I once read the terms and conditions of a certain website that stated I agreed to give them ownership of my soul- needless to say, I did not join, whether or not the soul is real, I didn't want to take that chance.
If the future wars would be fought with throwing computers at each other, I think those people that collect old computers like from the 60s would have everyone beat. Those things weigh a ton. These new models barely hurt your feelings when you get hit by one.
I saw this show live...i think this one is from madison Square Garden. I saw him while he played Radio City Music Hall....it was all the same material. It was brilliant! I loved it.
Jebediah Kerman Talking about other comedian specials, did you not read the comment?..... Just incase, OTHER COMEDIANS SPECIALS. Other comedians should incorporate screens for there specials for those in the back row. -.-
I've learned how to skim through license agreements. I skip over the we, I, us, them, and other definitions but I do read the privacy and responsibilities parts. That's how I got the free car. There was a link to a brand new car in a user agreement. Boy, am I glad I read it!
A few years back I bought some jam at a fete, then put it in the cupboard and forgot about it. When Eddie started talking about jam I remembered it and desperately wanted a jam sandwitch. Talk about Pavlov. Oh to wield such power.
@@bossfan49 oh yes. If you lacked a moral upbringing you can put butter or margarine on the bread first, but for dilettantes two pieces of plain white bread separated by 25mm (1") jam is the food of the gods.
A complex mish mash between modern technology & old school ways. Finally the update has completed, having waited bloody ages for it's completion, yet its still as bloody slow as it was before.
+Ben Tagg (MissilePower12) Ive read them once to see what kind of crap was in it, but now I cant be bothered. Eventually you have to agree anyway because you'll need to update the software or it'll stop working properly :/
Ben Tagg I read 'em every damn time. First 'proper' job was in commercial dispute resolution - it taught me that you should always know what you're signing. Companies slip some sriously shitty clauses into the T&Cs, partly because they bank on most people not reading it.

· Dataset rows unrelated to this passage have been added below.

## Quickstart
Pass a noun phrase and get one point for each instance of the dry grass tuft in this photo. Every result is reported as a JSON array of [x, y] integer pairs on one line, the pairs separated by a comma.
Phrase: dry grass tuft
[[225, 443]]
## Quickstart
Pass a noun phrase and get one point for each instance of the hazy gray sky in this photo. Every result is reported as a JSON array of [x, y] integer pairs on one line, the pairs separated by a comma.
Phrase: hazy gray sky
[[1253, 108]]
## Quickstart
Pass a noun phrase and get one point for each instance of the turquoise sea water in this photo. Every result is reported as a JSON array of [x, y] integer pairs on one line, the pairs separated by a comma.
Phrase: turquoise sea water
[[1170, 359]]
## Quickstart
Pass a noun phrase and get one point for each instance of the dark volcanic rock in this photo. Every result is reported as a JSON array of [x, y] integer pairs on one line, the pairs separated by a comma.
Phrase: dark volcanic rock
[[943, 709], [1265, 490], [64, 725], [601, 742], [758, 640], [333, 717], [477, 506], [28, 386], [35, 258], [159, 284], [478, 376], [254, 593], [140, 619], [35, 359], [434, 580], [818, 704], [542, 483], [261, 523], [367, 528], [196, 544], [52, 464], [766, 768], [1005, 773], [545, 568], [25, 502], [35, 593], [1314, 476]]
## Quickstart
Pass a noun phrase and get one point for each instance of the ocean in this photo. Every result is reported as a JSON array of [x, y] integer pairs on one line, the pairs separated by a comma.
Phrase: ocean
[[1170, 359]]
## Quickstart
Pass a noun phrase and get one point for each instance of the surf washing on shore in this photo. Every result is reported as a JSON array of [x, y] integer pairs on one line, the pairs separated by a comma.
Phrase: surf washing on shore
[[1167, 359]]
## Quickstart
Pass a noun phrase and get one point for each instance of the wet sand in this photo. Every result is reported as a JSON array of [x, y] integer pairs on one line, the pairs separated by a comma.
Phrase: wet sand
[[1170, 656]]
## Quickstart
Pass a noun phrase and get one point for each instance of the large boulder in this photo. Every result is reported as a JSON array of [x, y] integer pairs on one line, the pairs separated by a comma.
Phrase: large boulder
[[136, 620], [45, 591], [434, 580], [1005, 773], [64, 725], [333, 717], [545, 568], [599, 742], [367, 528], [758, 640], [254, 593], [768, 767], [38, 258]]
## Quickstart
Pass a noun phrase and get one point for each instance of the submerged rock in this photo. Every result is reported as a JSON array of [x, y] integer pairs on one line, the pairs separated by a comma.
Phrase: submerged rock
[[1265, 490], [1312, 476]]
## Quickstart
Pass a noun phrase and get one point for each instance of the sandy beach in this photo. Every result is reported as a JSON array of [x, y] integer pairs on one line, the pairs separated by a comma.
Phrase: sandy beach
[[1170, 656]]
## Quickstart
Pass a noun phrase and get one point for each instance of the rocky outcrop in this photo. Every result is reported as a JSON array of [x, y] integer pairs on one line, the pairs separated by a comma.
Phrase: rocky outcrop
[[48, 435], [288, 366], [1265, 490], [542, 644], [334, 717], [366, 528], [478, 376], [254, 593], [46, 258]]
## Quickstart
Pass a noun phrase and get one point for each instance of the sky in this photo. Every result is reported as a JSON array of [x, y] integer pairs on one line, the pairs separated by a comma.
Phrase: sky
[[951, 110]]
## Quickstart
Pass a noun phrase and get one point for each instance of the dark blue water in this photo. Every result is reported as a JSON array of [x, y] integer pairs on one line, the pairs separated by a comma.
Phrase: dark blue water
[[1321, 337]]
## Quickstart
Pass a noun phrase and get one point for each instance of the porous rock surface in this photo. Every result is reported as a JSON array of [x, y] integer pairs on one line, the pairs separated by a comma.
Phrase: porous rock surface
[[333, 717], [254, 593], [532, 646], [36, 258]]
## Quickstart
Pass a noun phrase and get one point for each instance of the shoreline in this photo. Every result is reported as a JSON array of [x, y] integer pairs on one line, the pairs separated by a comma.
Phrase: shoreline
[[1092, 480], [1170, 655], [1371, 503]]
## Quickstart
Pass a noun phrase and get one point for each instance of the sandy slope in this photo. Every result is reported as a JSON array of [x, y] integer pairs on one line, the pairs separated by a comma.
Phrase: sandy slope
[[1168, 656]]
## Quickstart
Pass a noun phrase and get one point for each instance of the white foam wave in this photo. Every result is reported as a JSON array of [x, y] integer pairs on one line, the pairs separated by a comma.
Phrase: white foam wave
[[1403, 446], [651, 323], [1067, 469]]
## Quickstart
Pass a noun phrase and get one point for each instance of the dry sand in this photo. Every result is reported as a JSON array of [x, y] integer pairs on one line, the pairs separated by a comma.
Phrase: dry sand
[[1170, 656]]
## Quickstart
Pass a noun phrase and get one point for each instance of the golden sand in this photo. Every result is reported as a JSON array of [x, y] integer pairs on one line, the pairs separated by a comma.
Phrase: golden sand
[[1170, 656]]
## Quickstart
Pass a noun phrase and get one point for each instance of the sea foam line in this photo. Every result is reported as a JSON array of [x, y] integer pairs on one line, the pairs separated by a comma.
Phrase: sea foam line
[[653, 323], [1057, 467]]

Since it is well known that so few reads the T&C, it should not be admissible in court. Like it's illegal to put a warning label in font so small that no reasonable person can read it.
I remember hearing a story many years ago where a company wanted to see just how many people actually read Terms so they put in a line near the end that explained how they could receive like $200 if they sent in a request. It was on a news outlet so there may have been some truth to it.
they also had something similar in the terms and conditions of a online game selling store and for each game you brought you sold a little piece of your soul or life and they did it to show no one read the terms and conditions
In this context, the PC and the Mac are different. Even Steve Jobs agreed. Yes the Mac is a PC, but when comparing the two systems, its a Mac and a PC.
Pavlova was the world's best ballet dancer, most famous for her "dying swan" from Tsjaikovskijs "Swan lake", not an opera singer. She also had a pet swan named Jack. Pavlovas are actually rather good, if you you strawberries, blueberries, raspberries, kiwis, and mangos. You should try it next spring.
pavlov was a scientist/ animal behaviourist who trained dogs by ringing a bell when it was time for food, so his joke was he rang a bell and dogs made pavlovas, I'm guessing coz it's sounds similar to pavlov x
few years ago GAME put in their terms and conditions that anyone who agrees gives their soul to them. Only did it for a day, NO ONE noticed what they had agreed to.
I eard a few years ago, that a company put in his terms and condicions, that if the reader sends them a email, they will give him 1000 dolars. It took six months to someone sends them a email and receive the money.
Because the vast majority of humanity doesn’t tend towards original thoughts. They just like hearing their favorite part spoken to them in their head in their own voice Island feeling as though they’re clever for getting the joke. I figure at some point the only original thoughts left are going to be the ones no one should ever have.
when someone is extremely intelligent, well read, educated, eloquent and stuff, comedy is the only option. or defense against reality.
comedy, or ketamine
Au contraire, it is the ONLY reality.
It’s so ridic, comedy is surely one of the best defences against reality.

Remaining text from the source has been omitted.